Many if not most parents are unaware that as little as $2000 left to a child in an ordinary trust or bank account disqualifies that child for government benefits. Parents who name a special needs child as beneficiary of an insurance policy, put a child's name on a mortgage, or establish a savings account in the child's name might as well be ripping the money into little pieces and flushing it down the toilet, for all the good it will do the child.
Money put in a special needs trust, on the other hand, may be used to supplement Medicaid, Social Security, disability benefits, and other forms of government aid designed to provide only the bare essentials to a special needs individual. Unfortunately, the families of special needs children live from crisis to crisis, their foremost concern being the health and well-being of those children. They're so overwhelmed with the urgent needs of the moment that they can't find the time to educate themselves about the future. If the unthinkable happens and they die or themselves become disabled, the assets may be lost; the child's future determined by the courts, and far from the parents' vision.

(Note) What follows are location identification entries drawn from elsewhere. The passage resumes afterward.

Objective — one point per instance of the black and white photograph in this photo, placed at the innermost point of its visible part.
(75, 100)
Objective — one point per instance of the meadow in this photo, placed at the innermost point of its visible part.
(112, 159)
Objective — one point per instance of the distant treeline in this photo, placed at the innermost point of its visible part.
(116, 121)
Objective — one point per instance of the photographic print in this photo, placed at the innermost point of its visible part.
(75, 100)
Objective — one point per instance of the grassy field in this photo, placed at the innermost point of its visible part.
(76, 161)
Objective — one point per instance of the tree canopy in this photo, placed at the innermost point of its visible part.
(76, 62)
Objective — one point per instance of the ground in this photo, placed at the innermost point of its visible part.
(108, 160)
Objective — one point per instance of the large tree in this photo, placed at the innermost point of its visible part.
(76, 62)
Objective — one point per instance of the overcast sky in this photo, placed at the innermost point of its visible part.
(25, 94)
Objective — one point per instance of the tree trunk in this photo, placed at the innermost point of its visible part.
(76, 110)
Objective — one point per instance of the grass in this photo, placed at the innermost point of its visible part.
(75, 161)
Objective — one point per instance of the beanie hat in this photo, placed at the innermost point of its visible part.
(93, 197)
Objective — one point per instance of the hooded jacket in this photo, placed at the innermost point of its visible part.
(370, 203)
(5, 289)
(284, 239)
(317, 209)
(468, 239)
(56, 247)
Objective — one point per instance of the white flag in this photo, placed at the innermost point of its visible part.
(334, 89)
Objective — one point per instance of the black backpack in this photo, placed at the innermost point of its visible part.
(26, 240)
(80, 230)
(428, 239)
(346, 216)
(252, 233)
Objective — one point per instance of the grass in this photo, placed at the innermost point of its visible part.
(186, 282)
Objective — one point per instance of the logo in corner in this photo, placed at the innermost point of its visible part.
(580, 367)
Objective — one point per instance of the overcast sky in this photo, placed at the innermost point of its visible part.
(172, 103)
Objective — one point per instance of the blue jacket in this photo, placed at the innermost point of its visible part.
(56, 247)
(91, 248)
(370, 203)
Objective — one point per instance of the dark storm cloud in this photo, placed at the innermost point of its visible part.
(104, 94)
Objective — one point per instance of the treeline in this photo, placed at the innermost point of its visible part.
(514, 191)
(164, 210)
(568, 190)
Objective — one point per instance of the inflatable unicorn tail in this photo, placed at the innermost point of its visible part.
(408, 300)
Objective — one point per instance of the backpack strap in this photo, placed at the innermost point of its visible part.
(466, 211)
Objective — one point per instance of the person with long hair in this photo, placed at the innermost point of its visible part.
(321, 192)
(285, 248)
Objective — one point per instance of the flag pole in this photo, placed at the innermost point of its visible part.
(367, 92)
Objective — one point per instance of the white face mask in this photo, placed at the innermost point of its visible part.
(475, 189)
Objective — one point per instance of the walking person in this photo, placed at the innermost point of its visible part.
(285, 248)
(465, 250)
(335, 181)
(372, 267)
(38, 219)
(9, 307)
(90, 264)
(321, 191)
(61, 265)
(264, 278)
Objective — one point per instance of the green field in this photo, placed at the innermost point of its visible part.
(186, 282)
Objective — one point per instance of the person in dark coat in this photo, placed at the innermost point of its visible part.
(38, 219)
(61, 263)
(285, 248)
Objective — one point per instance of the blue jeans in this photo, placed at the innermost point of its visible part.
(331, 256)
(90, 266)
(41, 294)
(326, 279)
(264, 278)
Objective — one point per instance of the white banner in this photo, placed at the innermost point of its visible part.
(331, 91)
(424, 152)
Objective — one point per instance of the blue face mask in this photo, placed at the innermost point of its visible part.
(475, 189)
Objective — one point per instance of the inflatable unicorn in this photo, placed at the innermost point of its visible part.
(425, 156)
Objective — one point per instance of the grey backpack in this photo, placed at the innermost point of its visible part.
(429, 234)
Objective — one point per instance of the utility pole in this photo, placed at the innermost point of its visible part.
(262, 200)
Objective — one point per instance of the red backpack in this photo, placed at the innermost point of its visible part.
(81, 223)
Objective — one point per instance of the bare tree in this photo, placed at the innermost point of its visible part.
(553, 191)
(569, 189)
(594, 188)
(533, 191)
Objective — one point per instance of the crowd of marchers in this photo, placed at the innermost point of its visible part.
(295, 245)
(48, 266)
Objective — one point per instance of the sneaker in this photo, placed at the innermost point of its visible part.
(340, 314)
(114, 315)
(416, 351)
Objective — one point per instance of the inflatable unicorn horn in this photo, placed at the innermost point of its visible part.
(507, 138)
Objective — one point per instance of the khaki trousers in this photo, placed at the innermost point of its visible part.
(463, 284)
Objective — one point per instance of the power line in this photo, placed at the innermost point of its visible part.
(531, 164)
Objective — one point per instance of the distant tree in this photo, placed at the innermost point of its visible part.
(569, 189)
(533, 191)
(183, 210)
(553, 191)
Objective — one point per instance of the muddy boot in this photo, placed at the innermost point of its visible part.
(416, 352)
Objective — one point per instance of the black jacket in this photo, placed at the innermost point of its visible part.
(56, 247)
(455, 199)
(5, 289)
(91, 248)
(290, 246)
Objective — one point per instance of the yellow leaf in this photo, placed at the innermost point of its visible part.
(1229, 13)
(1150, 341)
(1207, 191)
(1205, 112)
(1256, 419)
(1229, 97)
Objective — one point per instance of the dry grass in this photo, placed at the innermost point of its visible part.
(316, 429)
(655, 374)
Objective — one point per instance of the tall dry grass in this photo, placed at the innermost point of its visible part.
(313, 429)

One experienced insurance agent told me that he advises all his clients establishing trusts to include provisional special needs language. "No one knows when a disability can strike," he told me. "It can't hurt. If it's not needed, there's no damage." He talked about wills, powers of attorney, and so on and on.
I myself don't have a pot to piss in. So why bother with a will? If I drop dead, there'll be nothing to carve up, and noone unable to care for himself with me not around. But I'm beginning to see that dying isn't the frightening thing. It's almost-but-not-quite dying that's the bummer.